Belajar Go Green Ala Masyarakat Baduy: Ngubaran Pare dengan Biopestisida*)
Setelah ngubaran pare tahap pertama, pengobatan berikutnya dilakukan sebanyak tiga sampai sembilan kali. Menurut catatan Iskandar (2001), ada beberapa pengobatan padi yang dikenal masyarakat Baduy, misalnya berkait dengan usaha menanggulangi hama walang sangit atau kungkang (Leptocorisia sp, suku Coreidae) dengan obat khusus yang disebut tawa kungkang. Yaitu berupa campuran buah bingbin (Pinanga sp) dan pasir sungai (keusik) yang ditaburkan di lahan ladang. Pada waktu bersamaan, dari mulut pengobat biasanya disemburkan panglay (Zingiber cassumuar Roxb).
Sementara itu, pada pagi dan sore harinya dilakukan pembakaran daun yang beraroma bau, seperti walang (Zingiberaceae), kanyere (bridelia monoica), dan bungur (Lagerstromia sp) di dangau (saung) hingga mengepulkan asap. Selanjutnya, bau asap yang keluar dari dangau akan dihembuskan (oleh angin) dan menerpa pohon-pohon padi. Aroma bau asap itulah yang digunakan sebagai alat pengusir serangga hama padi di ladang.
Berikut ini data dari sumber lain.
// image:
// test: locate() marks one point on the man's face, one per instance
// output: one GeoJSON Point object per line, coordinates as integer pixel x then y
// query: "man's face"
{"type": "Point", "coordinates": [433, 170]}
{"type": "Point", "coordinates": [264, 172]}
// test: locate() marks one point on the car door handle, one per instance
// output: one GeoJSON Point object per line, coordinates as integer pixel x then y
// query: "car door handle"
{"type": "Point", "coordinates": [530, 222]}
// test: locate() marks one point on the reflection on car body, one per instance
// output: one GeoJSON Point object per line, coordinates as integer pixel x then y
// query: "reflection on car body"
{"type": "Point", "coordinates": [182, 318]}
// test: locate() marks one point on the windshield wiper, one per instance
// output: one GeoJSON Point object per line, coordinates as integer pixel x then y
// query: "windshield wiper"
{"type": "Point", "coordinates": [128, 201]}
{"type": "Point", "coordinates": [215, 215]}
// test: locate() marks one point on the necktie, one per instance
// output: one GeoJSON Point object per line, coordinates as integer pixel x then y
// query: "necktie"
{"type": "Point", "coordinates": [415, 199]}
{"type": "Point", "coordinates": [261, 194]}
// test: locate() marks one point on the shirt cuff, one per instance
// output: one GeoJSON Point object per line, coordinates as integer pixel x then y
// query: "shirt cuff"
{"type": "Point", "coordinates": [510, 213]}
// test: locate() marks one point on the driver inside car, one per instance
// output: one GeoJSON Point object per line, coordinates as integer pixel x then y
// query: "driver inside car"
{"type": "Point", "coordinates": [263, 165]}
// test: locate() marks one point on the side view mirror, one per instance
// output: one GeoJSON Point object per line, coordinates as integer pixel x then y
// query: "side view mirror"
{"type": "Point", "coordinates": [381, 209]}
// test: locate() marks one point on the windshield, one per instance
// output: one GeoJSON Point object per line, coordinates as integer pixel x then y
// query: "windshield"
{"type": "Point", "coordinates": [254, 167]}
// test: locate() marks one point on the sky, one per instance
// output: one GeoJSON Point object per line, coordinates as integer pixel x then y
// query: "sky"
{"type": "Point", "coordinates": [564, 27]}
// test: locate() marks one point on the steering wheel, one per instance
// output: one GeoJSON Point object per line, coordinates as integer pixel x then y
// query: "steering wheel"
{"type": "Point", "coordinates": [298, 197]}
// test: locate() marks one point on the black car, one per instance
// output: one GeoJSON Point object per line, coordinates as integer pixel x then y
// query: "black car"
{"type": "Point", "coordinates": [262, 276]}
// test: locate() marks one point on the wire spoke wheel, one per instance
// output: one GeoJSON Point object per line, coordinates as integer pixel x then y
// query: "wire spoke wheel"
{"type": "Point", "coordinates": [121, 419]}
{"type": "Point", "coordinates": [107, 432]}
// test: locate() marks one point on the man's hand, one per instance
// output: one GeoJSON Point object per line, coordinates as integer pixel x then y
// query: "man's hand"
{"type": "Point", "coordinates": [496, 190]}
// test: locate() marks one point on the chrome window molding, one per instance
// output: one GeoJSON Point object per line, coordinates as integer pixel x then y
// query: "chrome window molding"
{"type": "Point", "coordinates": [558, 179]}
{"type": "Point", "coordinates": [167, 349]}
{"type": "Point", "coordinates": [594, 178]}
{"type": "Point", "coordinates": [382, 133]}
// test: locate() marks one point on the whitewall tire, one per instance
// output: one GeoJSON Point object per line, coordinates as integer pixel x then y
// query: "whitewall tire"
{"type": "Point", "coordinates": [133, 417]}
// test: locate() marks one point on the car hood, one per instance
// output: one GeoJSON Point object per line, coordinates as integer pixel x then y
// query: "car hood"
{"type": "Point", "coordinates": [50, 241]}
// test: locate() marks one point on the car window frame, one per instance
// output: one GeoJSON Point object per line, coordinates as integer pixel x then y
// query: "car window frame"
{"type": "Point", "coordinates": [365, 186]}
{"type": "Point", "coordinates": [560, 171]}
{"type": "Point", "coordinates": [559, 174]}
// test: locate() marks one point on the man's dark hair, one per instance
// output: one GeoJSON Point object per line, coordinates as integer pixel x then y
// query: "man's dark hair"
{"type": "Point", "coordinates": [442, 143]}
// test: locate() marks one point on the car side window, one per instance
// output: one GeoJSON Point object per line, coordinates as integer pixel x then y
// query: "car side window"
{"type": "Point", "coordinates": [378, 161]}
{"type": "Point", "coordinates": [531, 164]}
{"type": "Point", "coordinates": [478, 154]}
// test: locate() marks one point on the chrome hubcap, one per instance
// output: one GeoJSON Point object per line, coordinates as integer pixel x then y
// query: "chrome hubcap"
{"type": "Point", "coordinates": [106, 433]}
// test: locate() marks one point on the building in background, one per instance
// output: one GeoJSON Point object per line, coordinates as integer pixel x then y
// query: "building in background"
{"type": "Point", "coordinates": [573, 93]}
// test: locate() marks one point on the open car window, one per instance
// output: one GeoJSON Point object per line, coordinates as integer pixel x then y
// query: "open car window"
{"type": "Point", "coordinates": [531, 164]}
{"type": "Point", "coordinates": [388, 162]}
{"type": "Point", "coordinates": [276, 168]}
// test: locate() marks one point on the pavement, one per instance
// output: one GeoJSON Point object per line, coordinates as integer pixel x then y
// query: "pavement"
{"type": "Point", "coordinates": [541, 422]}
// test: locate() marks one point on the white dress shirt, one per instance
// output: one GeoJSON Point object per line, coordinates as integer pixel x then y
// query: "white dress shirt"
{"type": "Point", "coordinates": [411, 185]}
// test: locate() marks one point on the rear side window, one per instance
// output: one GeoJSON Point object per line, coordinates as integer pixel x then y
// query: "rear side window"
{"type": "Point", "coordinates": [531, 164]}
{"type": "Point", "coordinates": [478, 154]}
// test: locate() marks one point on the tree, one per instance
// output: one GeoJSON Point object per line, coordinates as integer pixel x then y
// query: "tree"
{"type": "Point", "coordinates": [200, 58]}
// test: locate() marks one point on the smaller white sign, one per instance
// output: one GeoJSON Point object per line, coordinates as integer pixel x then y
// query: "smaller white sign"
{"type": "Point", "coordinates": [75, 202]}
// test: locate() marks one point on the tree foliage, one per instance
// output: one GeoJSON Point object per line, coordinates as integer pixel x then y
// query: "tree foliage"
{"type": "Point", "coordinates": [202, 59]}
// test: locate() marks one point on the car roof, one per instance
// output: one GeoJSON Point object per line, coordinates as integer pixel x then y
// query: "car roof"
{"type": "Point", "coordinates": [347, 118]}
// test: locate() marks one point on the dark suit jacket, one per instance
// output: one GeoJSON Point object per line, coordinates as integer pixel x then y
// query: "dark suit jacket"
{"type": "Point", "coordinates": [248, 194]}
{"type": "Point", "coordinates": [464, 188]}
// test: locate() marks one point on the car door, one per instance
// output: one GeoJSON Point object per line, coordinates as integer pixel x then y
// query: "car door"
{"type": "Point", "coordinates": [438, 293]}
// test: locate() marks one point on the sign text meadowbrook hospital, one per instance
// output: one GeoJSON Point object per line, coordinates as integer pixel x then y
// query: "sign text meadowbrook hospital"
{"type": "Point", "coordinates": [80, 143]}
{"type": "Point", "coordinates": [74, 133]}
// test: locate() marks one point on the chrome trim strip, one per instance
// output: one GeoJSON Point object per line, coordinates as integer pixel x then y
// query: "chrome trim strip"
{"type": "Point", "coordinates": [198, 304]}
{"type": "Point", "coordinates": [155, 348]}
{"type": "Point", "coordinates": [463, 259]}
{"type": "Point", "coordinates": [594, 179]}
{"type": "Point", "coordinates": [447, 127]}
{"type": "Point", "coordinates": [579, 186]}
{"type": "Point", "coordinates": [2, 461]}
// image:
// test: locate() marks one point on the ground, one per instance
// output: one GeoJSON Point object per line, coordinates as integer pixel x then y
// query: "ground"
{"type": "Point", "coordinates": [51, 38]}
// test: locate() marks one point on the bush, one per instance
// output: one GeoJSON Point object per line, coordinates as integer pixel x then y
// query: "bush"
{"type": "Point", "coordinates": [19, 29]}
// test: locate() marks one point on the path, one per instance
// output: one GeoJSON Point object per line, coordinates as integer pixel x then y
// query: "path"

Ramuan obat padi lainnya, adalah campuran daun mengkudu (Morinda citrifolia), air kelapa hijau (Cocos nucifera), dan tuak aren atau kawung (Arenga pinnata). Seluruh bahan ditumbuk dan dicampur dengan debu tungku dapur (lebu hawu), kemudian ditaburkan di lahan ladang. Sebelum ditaburkan di ladang, pada malam harinya dibacakan doa (mantra) dan diselenggarakan pertunjukan pembacaan cerita pantun yang berisi tentang kisah-kisah kehidupan masa lampau atau kisah padi.
Adanya aturan adat penyelamatan padi ini, tidak hanya pada masa tanam, tapi berlanjut sampai masa menyimpan padi di lumbung. Dalam tradisi penyimpanan padi ini, dikenal ada tiga upacara adat, yaitu ngadiukeun pare, ngepret, dan ngocek.
Pada acara ngadiukeun pare (menyimpan padi seusai panen ladang) dilakukan upacara ngukus tiga hari tiga malam secara berturut-turut. Ngukus berarti upacara pembacaan doa di sekitar lumbung padi, sedangkan di bawah lumbungnya dibakar ramuan dari gharu (Gonystylus macrophyllus), akar jambaka (Dianella nemurosa), dan kulit buah pisitan (Lansium domesticum) yang disimpan dalam tempurung kelapa berisi abu dapur.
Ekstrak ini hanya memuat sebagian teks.